See attached paper (third page - single paragraph) for more details and how this implementation could have helped there.

ANS_Final_Draft.pdf

[marquezj]

@vedantkm I understand, the vacancies in the structure introduce modifications in the spectra, but this can be taken into account in separate runs for the metal and the hydrogen (as it is now). And, if you produce one library for YH{1.25} instead of one for Y(YH{1.25}) and one for H(YH_{1.25}), how would you assign the library to one nuclide when you process it later with THERMR?

[vedantkm]

Hi @marquezj I am a bit confused. I am producing HinYH1.25 and YinYH1.25 with the leapr module and then passing it through THERMR. They are separate runs for H and Y.

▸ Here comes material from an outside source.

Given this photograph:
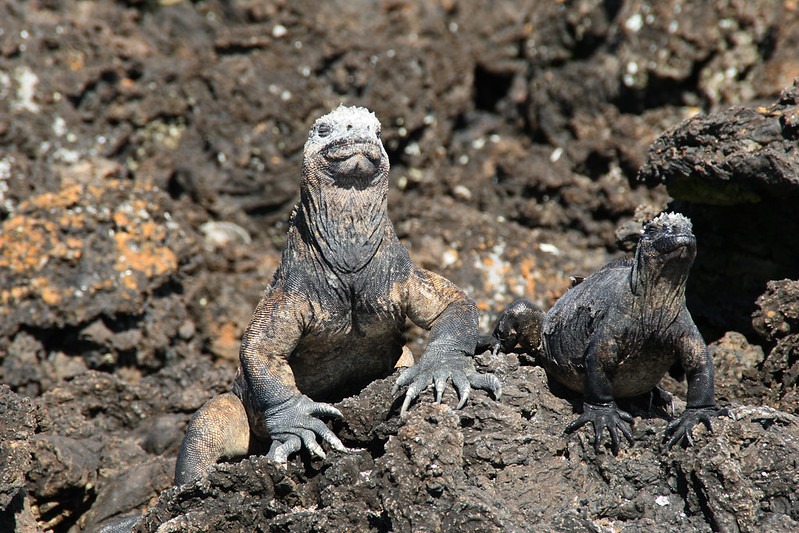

Let me clarify if I made it confusing. The phonons are produced together for YH1.25 system from which you retrieve the phonons for Y and H separately for YH1.25 system.

Now leapr part. Y in YH1.25 leapr system is fine as it is because npr = 1. But for H in YH1.25 (a different run), I would want to use npr=1.25, correct? They both go through THERMR separately afterwards.

Are you saying that regardless of the H stoichiometry, I need to use NPR = 1 for H in YH1.25? Since the mat card in mcnp will use Y 1, H 1.25?

[marquezj]

Exactly.

The DFT simulation for Y(YH{1.25}) will yield a slightly different spectrum than the simulation for Y(YH{2}), but the spectra for Y and H will be separately normalized to 1. For a single atom run, npr is just a factor that is multiplied in LEAPR and divided in THERMR.

[vedantkm]

Just to confirm, we would still need NPR=1.25 for H in YH1.25, for LEAPR. Would you agree?

[marquezj]

You can use npr=1.25 in LEAPR and natom=1.25 in THERMR, but you will get exactly the same results as using npr=1 and natom=1. It is just a normalization.

My point is: the change in LEAPR is not bad (although it should be accompanied by the corresponding change in THERMR), but it is unnecessary.